A Gentleman and a Thief: The Daring Jewel Heists of a Jazz Age Rogue

Written by Dean Jobb
Review by Jessica Brockmole

When the Prince of Wales visited New York in 1924, he had no idea that the urbane, well-dressed Dr. Gibson who squired him through Manhattan’s nighttime hot spots one night was the son of immigrant working-class parents. The bigger secret, though: “Dr. Gibson” was really Arthur Barry, one of New York’s most daring and successful jewel thieves. Over the 1920s, Barry hobnobbed with millionaires and socialites, conning his way into high society, before robbing them of jewelry collectively worth almost $60 million today. The press lauded him as a “gentleman thief” and a real-life Raffles. Though notorious, Arthur Barry captivated Jazz Age America.

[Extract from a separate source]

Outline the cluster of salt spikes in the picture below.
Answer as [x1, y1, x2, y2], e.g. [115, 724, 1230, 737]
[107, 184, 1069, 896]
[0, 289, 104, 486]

Dean Jobb writes an immensely readable book that is part biography, part history of the early 20th century. Barry was a product of his time, neatly illustrating the excess, flash, and vice of Jazz Age New York through his crimes and the excess of the glitterati he robbed. It was an era of liminality, when the criminal underworld regularly rubbed elbows with the well-heeled, when law-abiding Americans flouted Prohibition laws, when violence hid within opulence. Engaging and engrossing narrative nonfiction.